Mais la division du travail n’est pas spéciale au monde économique ; on en peut observer l’influence croissante dans les régions les plus différentes de la société. Les fonctions politiques, administratives, judiciaires, se spécialisent de plus en plus. Il en est de même des fonctions artistiques et scientifiques. Nous sommes loin du temps où la philosophie était la science unique ; elle s’est fragmentée en une multitude de disciplines spéciales dont chacune a son objet, sa méthode, son esprit. « De demi-siècle en demi-siècle, les hommes qui ont marqué dans les sciences sont devenus plus spéciaux[2]. »

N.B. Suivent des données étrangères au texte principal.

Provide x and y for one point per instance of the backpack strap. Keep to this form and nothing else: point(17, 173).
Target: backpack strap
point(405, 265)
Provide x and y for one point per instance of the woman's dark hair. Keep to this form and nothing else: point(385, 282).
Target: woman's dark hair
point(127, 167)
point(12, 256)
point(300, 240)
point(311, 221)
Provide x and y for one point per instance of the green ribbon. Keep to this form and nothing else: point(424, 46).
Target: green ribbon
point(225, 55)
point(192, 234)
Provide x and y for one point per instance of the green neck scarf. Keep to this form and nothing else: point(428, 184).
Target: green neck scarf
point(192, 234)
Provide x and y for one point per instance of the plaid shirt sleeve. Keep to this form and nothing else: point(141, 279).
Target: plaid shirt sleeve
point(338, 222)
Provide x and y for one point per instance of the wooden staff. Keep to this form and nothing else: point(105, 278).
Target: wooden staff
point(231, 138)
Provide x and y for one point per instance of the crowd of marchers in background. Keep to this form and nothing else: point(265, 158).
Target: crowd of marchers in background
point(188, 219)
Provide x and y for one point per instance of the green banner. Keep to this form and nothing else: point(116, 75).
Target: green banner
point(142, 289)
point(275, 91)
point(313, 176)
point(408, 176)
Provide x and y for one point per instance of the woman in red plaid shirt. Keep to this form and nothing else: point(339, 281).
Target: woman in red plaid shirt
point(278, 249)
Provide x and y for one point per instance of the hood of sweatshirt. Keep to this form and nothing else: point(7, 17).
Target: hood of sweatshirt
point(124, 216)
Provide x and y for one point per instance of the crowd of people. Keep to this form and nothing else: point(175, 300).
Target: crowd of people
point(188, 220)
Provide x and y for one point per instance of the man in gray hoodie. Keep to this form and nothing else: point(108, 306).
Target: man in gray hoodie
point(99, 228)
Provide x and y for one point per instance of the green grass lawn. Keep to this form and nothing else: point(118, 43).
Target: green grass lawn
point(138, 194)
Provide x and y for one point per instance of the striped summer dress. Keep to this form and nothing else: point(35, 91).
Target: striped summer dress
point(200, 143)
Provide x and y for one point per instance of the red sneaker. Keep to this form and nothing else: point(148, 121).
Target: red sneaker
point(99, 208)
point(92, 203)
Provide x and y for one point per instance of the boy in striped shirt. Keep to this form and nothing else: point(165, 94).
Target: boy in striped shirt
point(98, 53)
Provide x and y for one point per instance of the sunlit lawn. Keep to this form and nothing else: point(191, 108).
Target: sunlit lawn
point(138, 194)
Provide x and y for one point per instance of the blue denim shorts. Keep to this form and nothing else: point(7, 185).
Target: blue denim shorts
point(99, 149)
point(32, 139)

Ayant à relever la nature des études dont s’étaient occupés les savants les plus illustres depuis deux siècles, M. de Candolle remarqua qu’à l’époque de Leibnitz et de Newton il lui aurait fallu écrire « presque toujours deux ou trois désignations pour chaque savant ; par exemple, astronome et physicien, ou mathématicien, astronome et physicien, ou bien n’employer que des termes généraux comme philosophe ou naturaliste. Encore cela n’aurait pas suffi. Les mathématiciens et les naturalistes étaient quelquefois des érudits ou des poètes. Même à la fin du XVIIIe siècle, des désignations multiples auraient été nécessaires pour indiquer exactement ce que les hommes tels que Wolff, Haller, Charles Bonnet avaient de remarquable dans plusieurs catégories des sciences et des lettres. Au XIXe siècle, cette difficulté n’existe plus ou, du moins, elle est très rare[3]. » Non seulement le savant ne cultive plus simultanément des sciences différentes, mais il n’embrasse même plus l’ensemble d’une science tout entière. Le cercle de ses recherches se restreint à un ordre déterminé de problèmes ou même à un problème unique. En même temps, la fonction scientifique qui, jadis, se cumulait presque toujours avec quelque autre plus lucrative, comme celle de médecin, de prêtre, de magistrat, de militaire, se suffit de plus en plus à elle-même. M. de Candolle prévoit même qu’un jour prochain la profession de savant et celle de professeur, aujourd’hui encore si intimement unies, se dissocieront définitivement.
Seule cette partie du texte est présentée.